OTOH, I guess sudo could be used like this: if we are going to go the route of "being uncompromisingly unixey" then the services API should just manipulate init scripts. So, for example:
Installing a service == create an init script Set service as "automatic" == put the script in the default runlevel Uninstall a service == remove from all runlevels & remove init script ... etc.
Now, we create "wineservices.exe", create sudo permissions on this for the appropriate users, and implment it very, very carefully.
Needless to say, this is a very sketchy proposition. It is "correct," from a certain perspective; it's also very, very likely that people will use it to create huge gaping security holes in their system, like basically allowing themselves to run arbitrary scripts as root with very little effort, and then, inevitably, wine will get a bad rap as a result.
I'm starting to lean towards the opinion that if these security and identity aspects start to be implemented, then wine should just have its own user database, kind of like samba. So, for example, we create a database that maps unix users onto wine users, with flexible percieved windows permissions within the wine sandbox, or, in server environments, wine maps unix accounts onto domain accounts from the server.
This way, a user could "be administrator" within wine, but not be root on their unix box. If we just thunk wine security down to unix security, we are ignoring a very important difference between Windows and UNIX: the vast majority of unix users don't run as root; whereas the majority of Windows users /do/ run as Administrator or some equivalent.
An example: wine users need to run installers. Installers, as often as not, need Administrator permissions. This isn't an issue right now because wine ignores security and tends to look like Windows 98 or lower, anyhow. As we move towards a 2000/XP-like implementation (this is inevitable and unavoidable IMO if we want wine to remain useful), things start to get really awkward. So, User X wants to run Adobe Acrobat installer (which more-or-less works with wine right now). But it's the future, and wine looks like W2K. So when the installer gets to the stuff about installing printer drivers, it fails, forcing the user to become root to do the install.

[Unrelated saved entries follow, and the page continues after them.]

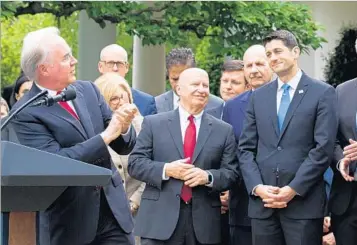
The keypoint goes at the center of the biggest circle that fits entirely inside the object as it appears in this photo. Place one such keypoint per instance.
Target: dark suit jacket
(298, 156)
(164, 102)
(233, 113)
(145, 102)
(342, 190)
(160, 142)
(217, 112)
(73, 217)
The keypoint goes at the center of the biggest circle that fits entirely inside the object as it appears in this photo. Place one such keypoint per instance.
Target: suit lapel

But root doesn't even have a ~/.wine directory! And if the user creates a symlink, all hell breaks loose because fake_windows becomes a mix of files owned by root and files owned by the user. I could concoct tons of similar examples. But I'll spare you the bandwidth.
In short: wine has relied on unix security historically, and it's been good enough, because wine security / permissions implementations have been nonexistant or exceedingly simple. Once we start getting more sophisticated about W32 security (and it seems to me, based on recent discussion, that this time is coming sooner than later), it's going to be inappropriate to continue with this approach, because we don't want to encourage users to do wine stuff as root.